Ajitatif siyaset her zaman kolaydır, slogansal ezberlerle de karşı çıkılabilir bu yasa tasarılarına ve sistem dayatmasına. Lakin ezber siyaset ve klasikleşen sol jargon kelimeler Türkiye halkının sorunlarının çözümüne yönelik adımdan uzaklaştırmaktadır. Örneğin bir sol öznenin ” Özgürlük ve demokrasi istiyoruz ” sloganı halkın bugün güncel sorunlarına talep olamıyor. Bu sloganın özlemlerini herkes yaşamaktadır ama devrimci siyaset halkın ihyacına uygun çözüm getirdiği ölçüde başarılı oluyor. ” Teröre karşı mücadeleyi böler ” dediğimiz slogan ise halkın bitmesini istediği teröre karşı bir çözüm sunar ve sadece solda yer alan kısmı değil muhafazakar ve milliyetçi halkın da ortak taleplerini karşıladığı için HAYIR sloganının gerçekliğini halk nezninde karşılığı olabilir.

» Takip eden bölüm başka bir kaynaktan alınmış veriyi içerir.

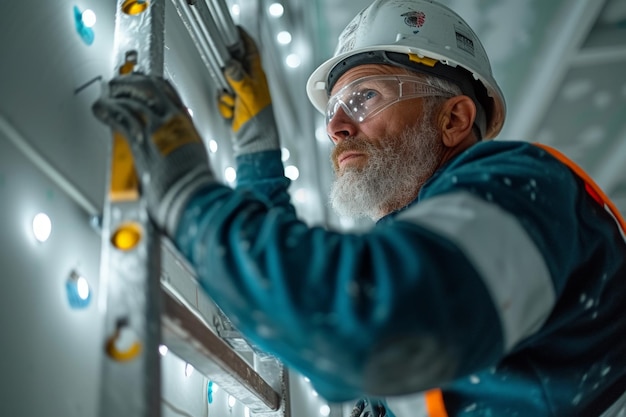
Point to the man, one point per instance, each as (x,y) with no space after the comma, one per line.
(494,281)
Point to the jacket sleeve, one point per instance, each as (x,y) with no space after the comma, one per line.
(404,307)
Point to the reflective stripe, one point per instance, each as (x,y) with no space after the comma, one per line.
(510,264)
(424,404)
(435,404)
(591,187)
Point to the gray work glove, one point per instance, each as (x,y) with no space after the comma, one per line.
(368,408)
(170,158)
(249,108)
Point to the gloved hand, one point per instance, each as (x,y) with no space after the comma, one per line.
(170,158)
(250,108)
(368,408)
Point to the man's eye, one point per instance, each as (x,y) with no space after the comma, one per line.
(369,94)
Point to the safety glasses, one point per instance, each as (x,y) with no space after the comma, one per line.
(370,95)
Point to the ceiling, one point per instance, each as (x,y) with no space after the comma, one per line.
(561,65)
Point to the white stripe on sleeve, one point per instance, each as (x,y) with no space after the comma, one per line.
(508,261)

HAYIR kampanyası ancak milli bir cephenin ittifakıyla başarıya ulaşabilir. Milli kuvvetlerin bu dayatmaya karşı gerçekçi ve somut önerileri bu cepheyi oluşturabilir.

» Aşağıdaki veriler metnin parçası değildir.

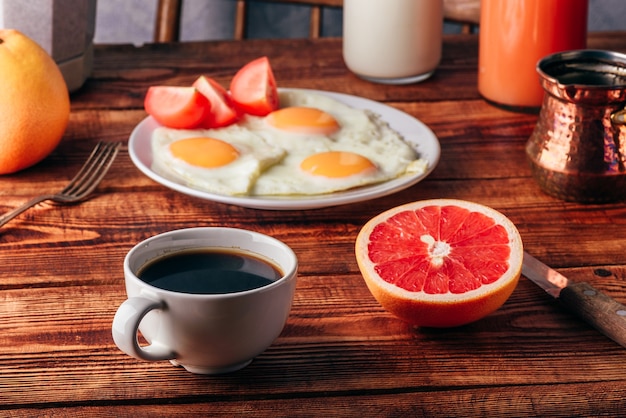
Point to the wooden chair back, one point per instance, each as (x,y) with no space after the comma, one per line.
(167,24)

Bu güncel mücadele yalnızca güncel sorunların mücadelesi değildir, bir tarihsel misyonun da mücadelesidir. 1870’lerden bugüne Türkiye’nin anayasa birikiminin ve milli, devrimci tarihinin de bir mücadelesidir. Meclis’in ve Milli Anayasa’nın savunucuları Jön Türklerin, İttihatçıların ve devrimi gerçekleştiren Kemalist önderlerin mücadelesinin devamlılığını yansıtır. Cumhurbaşkanlığı sistemini getirmek isteyenler Abdülhamit sevdasının, istibdatın ve ülkeyi yabancılara teslimiyetin devamcılarını oluşturmaktadır. Bugünkü mücadele bu yüzden milli ve gayri milli mücadelesinin eksenine oturmaktadır. HAYIR demek aynı zamanda Milli Mücadele’nin devamlılığıdır, 2. Kurtuluş Savaşımızın bir parçasıdır.